The system is governed by the G10 central banks and the European Central Bank, with the National Bank of Belgium serving as the system’s chief supervisor.

What role does Russia play?

According to the Russian National SWIFT Association, Russia has the second-highest number of users behind the United States, with over 300 Russian financial institutions on the system, accounting for more than half of Russia’s financial institutions.

According to Alicia Garcia Herrero, head economist for the Asia Pacific at Natixis in Hong Kong, Russia’s exclusion from SWIFT would be a significant blow to the country.

“[It’s significant] because no debt or trade finance payments can be made. It is more serious than halting EU imports of Russian gas,” Garcia Herrero told Al Jazeera.

Reserves are kept frozen

Putin’s government has spent the last eight years preparing Russia for harsh sanctions by amassing $630 billion in overseas assets, including currencies and gold. Still, at least some of that financial firepower is now frozen, and his “fortress” economy is under unprecedented attack.

According to the top US administration officials, the US also prohibited US dollar transactions with the Russian central bank to prevent Moscow from accessing its “rainy day fund,” according to top US administration officials.

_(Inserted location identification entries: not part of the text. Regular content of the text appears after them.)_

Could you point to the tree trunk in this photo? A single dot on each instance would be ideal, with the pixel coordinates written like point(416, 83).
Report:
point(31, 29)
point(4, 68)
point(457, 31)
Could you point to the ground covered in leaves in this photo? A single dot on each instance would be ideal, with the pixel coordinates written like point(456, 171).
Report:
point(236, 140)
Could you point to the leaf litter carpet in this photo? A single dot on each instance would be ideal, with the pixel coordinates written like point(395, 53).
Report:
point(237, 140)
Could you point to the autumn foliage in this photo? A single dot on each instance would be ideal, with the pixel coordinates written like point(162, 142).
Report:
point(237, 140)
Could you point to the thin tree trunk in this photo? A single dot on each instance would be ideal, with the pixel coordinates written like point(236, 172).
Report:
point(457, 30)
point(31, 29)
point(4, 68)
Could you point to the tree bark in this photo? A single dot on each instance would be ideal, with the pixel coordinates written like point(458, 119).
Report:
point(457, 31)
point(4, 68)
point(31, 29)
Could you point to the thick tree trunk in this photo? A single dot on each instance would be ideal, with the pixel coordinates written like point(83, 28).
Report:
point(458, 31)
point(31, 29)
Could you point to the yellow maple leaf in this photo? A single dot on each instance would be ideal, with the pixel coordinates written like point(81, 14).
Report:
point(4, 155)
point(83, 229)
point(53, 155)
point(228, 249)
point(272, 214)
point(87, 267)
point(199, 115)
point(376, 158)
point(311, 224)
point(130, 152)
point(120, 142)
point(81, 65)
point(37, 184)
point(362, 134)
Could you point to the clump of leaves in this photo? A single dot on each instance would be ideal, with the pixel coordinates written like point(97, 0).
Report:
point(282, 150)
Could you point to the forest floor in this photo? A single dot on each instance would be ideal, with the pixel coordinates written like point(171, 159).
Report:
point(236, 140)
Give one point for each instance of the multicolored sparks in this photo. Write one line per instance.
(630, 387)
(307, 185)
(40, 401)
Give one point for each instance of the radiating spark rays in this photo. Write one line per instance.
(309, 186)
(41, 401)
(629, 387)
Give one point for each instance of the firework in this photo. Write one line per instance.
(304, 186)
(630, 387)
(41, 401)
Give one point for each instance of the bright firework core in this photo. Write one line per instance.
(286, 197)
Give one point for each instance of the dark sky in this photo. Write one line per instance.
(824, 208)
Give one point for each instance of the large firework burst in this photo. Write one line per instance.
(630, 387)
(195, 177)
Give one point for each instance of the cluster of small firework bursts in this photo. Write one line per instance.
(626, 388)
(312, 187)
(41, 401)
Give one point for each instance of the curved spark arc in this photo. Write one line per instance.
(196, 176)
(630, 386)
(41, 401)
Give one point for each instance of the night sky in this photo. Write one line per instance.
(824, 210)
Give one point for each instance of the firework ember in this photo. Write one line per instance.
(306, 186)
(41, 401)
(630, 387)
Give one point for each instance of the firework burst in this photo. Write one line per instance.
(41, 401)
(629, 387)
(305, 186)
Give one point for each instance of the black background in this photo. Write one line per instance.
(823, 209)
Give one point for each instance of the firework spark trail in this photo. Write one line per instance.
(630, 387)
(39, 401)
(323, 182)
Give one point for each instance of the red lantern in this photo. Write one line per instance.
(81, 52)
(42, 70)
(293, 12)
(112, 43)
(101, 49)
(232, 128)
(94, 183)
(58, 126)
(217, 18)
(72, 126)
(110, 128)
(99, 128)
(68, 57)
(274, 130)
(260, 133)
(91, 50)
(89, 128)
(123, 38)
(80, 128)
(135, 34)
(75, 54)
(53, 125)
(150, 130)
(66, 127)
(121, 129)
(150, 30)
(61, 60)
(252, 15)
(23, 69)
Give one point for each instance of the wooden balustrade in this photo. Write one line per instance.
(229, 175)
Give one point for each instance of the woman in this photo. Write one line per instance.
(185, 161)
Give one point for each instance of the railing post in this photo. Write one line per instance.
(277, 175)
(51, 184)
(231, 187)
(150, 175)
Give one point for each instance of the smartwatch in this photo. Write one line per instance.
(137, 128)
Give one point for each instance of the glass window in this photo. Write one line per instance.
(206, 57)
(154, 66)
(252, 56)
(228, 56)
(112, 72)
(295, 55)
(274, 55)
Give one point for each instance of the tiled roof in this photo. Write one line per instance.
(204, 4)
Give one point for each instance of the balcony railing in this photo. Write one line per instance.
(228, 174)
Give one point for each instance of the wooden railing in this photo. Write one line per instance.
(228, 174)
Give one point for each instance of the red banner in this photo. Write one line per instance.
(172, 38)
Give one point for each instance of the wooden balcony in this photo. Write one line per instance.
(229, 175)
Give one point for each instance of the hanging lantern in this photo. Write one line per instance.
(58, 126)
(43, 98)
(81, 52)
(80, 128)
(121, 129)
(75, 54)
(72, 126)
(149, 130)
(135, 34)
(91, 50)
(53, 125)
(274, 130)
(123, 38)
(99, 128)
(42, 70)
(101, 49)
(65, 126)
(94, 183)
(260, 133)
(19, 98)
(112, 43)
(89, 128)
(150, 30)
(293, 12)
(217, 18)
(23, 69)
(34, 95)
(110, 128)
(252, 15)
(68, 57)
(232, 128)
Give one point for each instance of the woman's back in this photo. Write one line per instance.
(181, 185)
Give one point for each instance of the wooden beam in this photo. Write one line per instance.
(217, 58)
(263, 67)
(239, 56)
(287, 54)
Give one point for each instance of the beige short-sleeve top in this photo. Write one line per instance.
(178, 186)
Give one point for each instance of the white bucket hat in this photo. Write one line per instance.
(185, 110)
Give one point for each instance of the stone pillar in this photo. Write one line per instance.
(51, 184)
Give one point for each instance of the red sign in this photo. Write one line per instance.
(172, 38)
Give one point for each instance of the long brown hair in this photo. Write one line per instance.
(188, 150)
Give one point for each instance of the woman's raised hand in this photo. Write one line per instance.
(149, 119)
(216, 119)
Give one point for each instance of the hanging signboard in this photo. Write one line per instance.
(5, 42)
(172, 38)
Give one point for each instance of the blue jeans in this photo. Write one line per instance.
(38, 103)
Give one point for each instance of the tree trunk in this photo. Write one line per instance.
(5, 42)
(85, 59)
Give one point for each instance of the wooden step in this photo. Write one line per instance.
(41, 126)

According to Capital Economics’ Peach, at least half of Russia’s reserves are now off-limits to Moscow.

Russia is a significant oil and gas exporter, but many other sectors of the economy rely on imports. They will become considerably more expensive as the ruble’s value falls.
As the ruble’s value falls, they will become much more expensive to purchase, driving up inflation.

The crackdown on its leading banks, as well as the exclusion of some of them from the SWIFT secure messaging system, which connects financial institutions all over the world, will make it more challenging to sell exports, including oil and gas, even though Russia’s vital energy trade has not yet been directly targeted with sanctions.

What has Russia said so far?

In January, Nikolay Zhuravlev, vice-speaker of Russia’s Federation Council, acknowledged that the country might be kicked out of SWIFT.

“SWIFT is a service, not a settlement system.” As a result, if Russia is cut off from SWIFT, we will not receive [foreign] currency, but buyers, primarily European countries, will not receive our goods – oil, gas, metals, and other vital components of their imports. Do they require it? “I’m not sure,” Zhuravlev remarked.

Zhuravlev also pointed out that, while SWIFT is convenient, it is not the only route to transmit money. A decision like suspending a country would require unanimous agreement among members.

What exactly does the suspension imply?

Russian banks will find it more challenging to interact with counterparts abroad, even in friendly nations such as China, slowing commerce and increasing transaction costs.
However, the allies, who have also promised to limit Russia’s central bank’s capacity to defend the rouble, have not yet specified which banks will be targeted. According to sanctions and banking specialists, this would be critical to the measure’s effectiveness.
According to Sergey Aleksashenko, a former deputy chairman of the Russian central bank who now lives in the United States, the sanctions are likely to significantly impact the rouble when markets open on Monday, resulting in the disappearance of numerous imports to Russia.